13 tactics and skills of speculation in foreign exchange

Fundamental analysis
Whether it is to invest in domestic market or foreign market, whether it is to invest in general commodities or financial commodities, the basic investment strategies are consistent, especially in the more complex foreign exchange market. Although there are differences in investment strategies, some of them are basic. For example, the summary of the strategies below is of considerable reference value to various investors.

(1) Speculation in foreign exchange should be based on idle capital
If investors invest with the necessary expenses of family life, in case of loss, it will directly affect the family's livelihood, and the chance of failure in the investment market will increase. It is difficult to maintain an objective and calm attitude when making money with money that should not be invested.

(2) Speculation in foreign exchange
Need to understand their own personality, prone to impulsive or emotional tendencies, serious is not suitable for this market, the majority of successful investors can control their emotions and have strict discipline, can effectively restrain themselves.

(3) Do not over trade foreign exchange
One of the principles is to keep the price of the fund three times as high as possible. If you don't have enough funds, you should reduce the number of sales contracts you hold. Otherwise, you may be forced to "cut positions" to free up funds due to lack of funds. Even if it turns out that your vision is accurate, it will not help.

(4) Face up to the market and abandon fantasy
Don't be sentimental, over looking forward to the future and remembering the past. A U.S. futures trader said: a person full of hope is a beautiful and happy person, but he is not suitable to be an investor. A successful investor can separate his feelings from his trading.

(5) Don't change your mind rashly
It is very dangerous to make a temporary decision based on price changes and market information.

(6) Make appropriate suspension
Day after day trading can slow your judgment. A successful investor said: whenever I feel mental state and judgment efficiency is as low as 90%, I start to lose money, and when my state is lower than 90%, I start to lose money, so I will put everything down and go on vacation for a few weeks. A short break can help you to re understand the market and yourself, and help you to see the direction of future investment. Investor motto: when you are too close to the forest, you can't even see the trees in front of you.

(7) Do not speculate in foreign exchange blindly
Successful investors don't follow others blindly. When everyone thinks they should buy, they wait for the opportunity to sell. When everyone is in the same investment position, especially when small investors follow suit, successful investors will feel dangerous and change their route. This is the same as the converse theory, when most people say they want to buy, you should wait for the opportunity to sell.

(8) Rejecting other people's opinions
When you grasp the direction of the market and have a basic decision, do not easily change the decision because of the influence of others. Sometimes other people's opinions may seem reasonable and prompt you to change your mind. However, it is only after the fact that your decision is the most correct one. In short, other people's opinions are only for reference, and their own opinions are the decision of buying and selling.

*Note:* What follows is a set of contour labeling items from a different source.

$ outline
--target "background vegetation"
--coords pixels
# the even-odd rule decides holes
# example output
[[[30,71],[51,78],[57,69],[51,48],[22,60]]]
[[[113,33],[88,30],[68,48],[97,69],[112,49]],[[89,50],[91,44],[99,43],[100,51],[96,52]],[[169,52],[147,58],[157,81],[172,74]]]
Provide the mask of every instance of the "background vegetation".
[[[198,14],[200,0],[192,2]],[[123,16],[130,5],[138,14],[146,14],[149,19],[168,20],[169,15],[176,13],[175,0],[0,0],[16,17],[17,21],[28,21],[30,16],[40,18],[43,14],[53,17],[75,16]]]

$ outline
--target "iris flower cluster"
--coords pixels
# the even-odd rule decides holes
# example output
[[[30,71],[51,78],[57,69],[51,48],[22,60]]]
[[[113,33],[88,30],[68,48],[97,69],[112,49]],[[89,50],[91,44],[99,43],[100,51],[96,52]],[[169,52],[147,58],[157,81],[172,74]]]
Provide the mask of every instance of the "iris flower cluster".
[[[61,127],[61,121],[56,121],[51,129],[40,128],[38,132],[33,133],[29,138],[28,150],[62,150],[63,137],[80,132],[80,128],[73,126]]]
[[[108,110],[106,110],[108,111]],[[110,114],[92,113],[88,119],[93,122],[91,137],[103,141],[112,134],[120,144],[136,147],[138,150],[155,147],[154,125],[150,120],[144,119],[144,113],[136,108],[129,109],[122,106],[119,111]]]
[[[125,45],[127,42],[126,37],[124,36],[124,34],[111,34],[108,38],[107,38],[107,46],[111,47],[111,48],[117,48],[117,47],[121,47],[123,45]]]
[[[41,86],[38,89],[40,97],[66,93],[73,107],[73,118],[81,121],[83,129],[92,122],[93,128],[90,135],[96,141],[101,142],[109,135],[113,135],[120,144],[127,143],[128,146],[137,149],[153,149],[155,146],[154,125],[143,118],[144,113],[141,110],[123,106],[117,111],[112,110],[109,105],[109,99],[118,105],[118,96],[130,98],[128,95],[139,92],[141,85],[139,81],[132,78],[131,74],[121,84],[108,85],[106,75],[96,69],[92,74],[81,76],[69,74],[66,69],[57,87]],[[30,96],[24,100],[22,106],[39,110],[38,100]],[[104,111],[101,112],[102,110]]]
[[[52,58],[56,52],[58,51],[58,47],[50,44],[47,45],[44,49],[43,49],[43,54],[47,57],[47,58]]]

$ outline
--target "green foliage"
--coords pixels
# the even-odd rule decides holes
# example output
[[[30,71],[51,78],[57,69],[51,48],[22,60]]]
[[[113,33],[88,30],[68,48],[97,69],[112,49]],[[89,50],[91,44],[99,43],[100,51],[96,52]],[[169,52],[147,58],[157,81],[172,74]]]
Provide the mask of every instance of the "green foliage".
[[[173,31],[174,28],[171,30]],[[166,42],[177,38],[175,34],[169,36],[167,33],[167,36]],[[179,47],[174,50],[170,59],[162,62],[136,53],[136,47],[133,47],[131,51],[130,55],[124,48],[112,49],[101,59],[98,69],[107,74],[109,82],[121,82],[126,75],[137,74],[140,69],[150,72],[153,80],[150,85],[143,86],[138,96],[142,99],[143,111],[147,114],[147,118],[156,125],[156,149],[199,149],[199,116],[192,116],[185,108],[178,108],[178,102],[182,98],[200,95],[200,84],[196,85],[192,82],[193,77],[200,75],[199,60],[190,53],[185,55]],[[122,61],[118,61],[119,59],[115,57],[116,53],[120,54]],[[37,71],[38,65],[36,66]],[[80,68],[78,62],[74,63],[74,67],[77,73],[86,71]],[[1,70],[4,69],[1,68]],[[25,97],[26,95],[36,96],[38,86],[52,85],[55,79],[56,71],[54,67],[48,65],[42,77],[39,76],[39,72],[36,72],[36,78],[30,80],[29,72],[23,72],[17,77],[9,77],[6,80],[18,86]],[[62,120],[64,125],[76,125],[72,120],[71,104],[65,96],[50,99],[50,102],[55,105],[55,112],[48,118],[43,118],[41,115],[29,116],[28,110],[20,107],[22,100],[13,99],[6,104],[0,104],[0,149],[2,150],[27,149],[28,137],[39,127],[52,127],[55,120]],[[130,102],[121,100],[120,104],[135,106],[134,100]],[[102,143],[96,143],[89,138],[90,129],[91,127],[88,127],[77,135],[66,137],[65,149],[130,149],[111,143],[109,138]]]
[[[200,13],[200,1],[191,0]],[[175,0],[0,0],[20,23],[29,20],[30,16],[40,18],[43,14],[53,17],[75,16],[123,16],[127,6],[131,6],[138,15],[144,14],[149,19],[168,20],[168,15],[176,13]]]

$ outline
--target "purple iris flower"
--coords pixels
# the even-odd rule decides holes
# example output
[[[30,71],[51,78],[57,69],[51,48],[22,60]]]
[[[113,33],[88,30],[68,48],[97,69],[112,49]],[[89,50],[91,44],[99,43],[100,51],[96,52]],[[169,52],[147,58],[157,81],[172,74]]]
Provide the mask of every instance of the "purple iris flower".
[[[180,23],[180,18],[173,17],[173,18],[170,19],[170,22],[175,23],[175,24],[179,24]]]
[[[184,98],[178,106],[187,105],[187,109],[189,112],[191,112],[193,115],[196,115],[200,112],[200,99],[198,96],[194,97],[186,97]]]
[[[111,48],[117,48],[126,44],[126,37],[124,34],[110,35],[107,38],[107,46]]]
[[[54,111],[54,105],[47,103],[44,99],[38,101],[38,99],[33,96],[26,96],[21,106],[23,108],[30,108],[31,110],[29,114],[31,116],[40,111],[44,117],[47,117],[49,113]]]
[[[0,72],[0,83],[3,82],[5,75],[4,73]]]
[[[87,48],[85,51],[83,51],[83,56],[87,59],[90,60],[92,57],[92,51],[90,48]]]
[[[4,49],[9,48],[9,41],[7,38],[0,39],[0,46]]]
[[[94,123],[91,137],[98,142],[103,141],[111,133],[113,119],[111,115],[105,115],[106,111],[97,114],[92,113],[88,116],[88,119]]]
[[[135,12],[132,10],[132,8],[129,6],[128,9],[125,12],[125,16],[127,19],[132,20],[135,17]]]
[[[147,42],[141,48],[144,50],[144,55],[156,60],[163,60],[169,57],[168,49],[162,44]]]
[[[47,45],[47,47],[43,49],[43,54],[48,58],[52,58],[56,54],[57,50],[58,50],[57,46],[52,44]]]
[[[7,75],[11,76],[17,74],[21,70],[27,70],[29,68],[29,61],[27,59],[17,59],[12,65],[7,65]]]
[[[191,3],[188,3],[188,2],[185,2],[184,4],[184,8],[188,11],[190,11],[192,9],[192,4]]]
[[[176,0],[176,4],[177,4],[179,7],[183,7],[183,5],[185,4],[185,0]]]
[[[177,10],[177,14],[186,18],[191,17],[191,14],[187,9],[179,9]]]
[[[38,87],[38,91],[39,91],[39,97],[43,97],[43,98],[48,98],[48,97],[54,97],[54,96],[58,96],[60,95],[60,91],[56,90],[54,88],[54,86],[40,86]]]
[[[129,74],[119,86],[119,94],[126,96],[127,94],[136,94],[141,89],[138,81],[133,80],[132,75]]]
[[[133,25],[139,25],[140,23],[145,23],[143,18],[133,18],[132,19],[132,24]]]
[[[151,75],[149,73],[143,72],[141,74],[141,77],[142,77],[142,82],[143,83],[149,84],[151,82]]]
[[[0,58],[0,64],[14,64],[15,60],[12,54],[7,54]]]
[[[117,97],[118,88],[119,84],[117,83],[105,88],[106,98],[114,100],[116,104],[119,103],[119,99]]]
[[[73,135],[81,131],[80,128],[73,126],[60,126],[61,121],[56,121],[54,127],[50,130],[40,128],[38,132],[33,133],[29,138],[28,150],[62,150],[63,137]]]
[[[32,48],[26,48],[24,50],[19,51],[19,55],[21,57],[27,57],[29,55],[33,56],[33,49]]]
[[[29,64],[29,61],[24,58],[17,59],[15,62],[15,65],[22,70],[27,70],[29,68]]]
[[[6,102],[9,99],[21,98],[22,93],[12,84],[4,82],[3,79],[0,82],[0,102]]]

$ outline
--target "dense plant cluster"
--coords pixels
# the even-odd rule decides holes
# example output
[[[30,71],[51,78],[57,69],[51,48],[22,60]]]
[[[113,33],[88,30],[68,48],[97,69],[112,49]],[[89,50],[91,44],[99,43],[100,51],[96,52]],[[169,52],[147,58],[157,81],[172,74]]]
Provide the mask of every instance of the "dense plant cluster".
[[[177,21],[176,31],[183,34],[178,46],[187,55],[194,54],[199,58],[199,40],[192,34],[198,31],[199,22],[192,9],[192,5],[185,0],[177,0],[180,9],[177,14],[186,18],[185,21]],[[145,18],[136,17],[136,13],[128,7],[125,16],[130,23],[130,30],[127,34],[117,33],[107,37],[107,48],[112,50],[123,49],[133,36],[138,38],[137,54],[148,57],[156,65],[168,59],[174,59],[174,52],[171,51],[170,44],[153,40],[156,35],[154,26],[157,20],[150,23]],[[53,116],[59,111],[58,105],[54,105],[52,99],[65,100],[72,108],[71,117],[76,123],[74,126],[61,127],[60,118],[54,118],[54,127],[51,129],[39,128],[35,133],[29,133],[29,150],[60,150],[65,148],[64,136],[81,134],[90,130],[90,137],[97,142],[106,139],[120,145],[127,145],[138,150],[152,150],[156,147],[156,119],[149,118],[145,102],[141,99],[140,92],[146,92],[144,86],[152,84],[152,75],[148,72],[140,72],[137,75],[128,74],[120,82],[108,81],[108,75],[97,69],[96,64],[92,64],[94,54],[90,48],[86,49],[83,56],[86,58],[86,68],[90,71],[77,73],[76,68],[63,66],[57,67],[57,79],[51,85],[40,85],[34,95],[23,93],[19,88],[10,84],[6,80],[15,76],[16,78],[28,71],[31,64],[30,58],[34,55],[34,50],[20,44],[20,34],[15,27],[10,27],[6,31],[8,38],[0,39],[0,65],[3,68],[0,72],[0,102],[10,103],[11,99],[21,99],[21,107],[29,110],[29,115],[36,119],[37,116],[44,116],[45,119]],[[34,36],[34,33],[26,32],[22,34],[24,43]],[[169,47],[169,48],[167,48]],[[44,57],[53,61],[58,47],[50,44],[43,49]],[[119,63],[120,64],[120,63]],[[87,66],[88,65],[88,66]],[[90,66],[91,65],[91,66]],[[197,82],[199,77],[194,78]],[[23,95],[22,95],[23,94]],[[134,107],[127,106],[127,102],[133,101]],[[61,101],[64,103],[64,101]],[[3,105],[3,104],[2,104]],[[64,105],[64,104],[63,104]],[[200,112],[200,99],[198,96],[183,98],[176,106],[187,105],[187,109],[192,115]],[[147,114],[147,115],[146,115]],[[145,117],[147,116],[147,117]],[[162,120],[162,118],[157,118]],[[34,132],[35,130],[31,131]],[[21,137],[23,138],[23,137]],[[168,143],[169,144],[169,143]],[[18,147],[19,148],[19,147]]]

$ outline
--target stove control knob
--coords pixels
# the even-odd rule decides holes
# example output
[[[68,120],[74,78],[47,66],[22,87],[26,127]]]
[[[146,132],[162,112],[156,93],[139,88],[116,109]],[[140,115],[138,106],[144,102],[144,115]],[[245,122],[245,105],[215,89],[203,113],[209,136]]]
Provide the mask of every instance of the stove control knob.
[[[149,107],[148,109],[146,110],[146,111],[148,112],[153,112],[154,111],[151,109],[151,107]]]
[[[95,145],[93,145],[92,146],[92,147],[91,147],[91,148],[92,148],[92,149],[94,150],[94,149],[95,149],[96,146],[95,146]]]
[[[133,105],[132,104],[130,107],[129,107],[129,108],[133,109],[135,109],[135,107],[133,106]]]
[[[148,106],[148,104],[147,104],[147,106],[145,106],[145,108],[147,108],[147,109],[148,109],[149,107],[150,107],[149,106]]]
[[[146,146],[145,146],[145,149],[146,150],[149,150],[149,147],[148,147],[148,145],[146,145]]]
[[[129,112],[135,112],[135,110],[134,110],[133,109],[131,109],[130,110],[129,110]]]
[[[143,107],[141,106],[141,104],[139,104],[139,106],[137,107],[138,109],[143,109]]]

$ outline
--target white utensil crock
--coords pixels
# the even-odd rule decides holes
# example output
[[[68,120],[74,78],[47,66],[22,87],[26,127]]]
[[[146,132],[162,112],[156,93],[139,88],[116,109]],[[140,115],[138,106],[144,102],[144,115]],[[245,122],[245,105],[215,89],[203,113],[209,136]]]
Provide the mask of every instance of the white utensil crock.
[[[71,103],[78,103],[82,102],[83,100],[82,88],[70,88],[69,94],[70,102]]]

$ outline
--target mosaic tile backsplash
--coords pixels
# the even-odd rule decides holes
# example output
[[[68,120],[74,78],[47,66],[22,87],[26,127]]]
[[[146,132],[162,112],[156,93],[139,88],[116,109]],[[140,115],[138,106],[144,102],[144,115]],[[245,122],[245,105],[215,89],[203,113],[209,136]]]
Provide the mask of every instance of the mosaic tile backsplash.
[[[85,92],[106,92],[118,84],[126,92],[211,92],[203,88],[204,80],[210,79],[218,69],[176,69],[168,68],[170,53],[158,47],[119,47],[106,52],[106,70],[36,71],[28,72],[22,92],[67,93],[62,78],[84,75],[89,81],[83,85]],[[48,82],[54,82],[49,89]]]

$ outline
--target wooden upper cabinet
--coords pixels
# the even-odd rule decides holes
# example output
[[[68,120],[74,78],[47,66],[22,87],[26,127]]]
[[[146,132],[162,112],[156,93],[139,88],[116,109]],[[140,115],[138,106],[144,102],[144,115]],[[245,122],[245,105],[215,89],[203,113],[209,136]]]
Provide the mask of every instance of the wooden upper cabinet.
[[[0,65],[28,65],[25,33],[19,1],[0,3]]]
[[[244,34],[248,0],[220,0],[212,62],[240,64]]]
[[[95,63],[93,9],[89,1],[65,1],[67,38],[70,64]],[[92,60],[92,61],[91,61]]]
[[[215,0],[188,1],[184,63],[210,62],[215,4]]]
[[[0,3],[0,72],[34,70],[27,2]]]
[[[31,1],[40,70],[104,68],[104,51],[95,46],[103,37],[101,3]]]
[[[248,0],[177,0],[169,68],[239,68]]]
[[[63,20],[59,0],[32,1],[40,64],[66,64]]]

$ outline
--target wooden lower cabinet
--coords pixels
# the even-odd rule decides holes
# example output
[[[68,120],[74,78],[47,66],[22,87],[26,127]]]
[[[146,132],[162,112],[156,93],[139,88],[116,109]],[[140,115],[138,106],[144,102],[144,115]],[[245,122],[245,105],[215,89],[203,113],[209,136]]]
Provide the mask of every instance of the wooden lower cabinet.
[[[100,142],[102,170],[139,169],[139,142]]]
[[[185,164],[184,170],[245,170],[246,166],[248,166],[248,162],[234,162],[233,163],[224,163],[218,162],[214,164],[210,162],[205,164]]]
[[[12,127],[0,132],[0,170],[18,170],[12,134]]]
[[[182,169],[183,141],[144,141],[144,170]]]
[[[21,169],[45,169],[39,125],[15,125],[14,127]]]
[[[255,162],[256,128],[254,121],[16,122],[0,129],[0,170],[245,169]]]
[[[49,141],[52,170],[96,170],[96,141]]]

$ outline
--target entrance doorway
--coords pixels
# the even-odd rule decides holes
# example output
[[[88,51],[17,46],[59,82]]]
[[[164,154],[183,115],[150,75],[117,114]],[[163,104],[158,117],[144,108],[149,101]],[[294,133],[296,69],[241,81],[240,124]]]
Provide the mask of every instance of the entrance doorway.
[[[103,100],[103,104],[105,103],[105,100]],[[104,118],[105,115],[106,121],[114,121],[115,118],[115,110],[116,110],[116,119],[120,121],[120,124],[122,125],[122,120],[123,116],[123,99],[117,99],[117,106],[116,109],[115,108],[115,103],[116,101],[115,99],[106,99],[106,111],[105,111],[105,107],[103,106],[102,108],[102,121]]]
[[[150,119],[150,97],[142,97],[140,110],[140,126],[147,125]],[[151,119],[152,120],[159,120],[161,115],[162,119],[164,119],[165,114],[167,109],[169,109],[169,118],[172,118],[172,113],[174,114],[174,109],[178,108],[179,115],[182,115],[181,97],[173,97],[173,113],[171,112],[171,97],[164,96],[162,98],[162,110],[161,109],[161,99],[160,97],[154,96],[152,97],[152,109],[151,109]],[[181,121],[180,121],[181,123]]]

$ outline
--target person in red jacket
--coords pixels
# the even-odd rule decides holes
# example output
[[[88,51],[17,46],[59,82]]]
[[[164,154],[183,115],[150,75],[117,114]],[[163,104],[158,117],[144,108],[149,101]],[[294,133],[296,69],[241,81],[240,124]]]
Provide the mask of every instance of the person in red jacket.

(9) When you refuse, wait and see
It is not necessary to enter the market every day. New entrants are often keen to enter the market. However, successful investors will wait for the opportunity and leave the market when they are confused after entering the market.

(10) Speculation in foreign exchange
When investing in the foreign exchange market, there are many psychological factors leading to failure. One of the most common situations is that when investors are faced with losses and they know that they can't be lucky, they are often hesitant and unable to make a decision at a moment. Therefore, they get deeper and deeper and lose more.

(11) Forget the past price
"Past price" is also a rather difficult psychological obstacle to overcome. Many investors are affected by the past price, resulting in investment judgment error. Generally speaking, after seeing the high price, when the market falls down, they will feel quite unaccustomed to the new low price. At that time, although various analysis shows that the future market will fall again and the market investment climate is very bad, before these new low price levels, investors will not only not sell their own goods, but also feel very "low" and have the impulse to buy. As a result, they will be forced to buy It's locked in. Therefore, investors should "forget about past prices.".

(12) Patience is also an investment
There is a saying in the investment market that "patience is an investment". It is believed that few investors can do this. People engaged in investment work must develop good tolerance, which is often a key to success or failure. Many investors, not because of their poor analytical ability or lack of investment experience, but because of their lack of endurance, buy or sell out too early, thus incurring unnecessary losses.

(13) Anti erosion position should be set for foreign exchange speculation
This is an important investment skill. Due to the high risk of the investment market, in order to avoid the loss in case of investment mistakes, we should place a stop loss order every time we enter the market. That is, when the exchange rate falls to a certain predetermined level and may fall, the transaction will be settled immediately. Therefore, this kind of calculation is an order to limit the loss, so that we can limit the further expansion of the loss.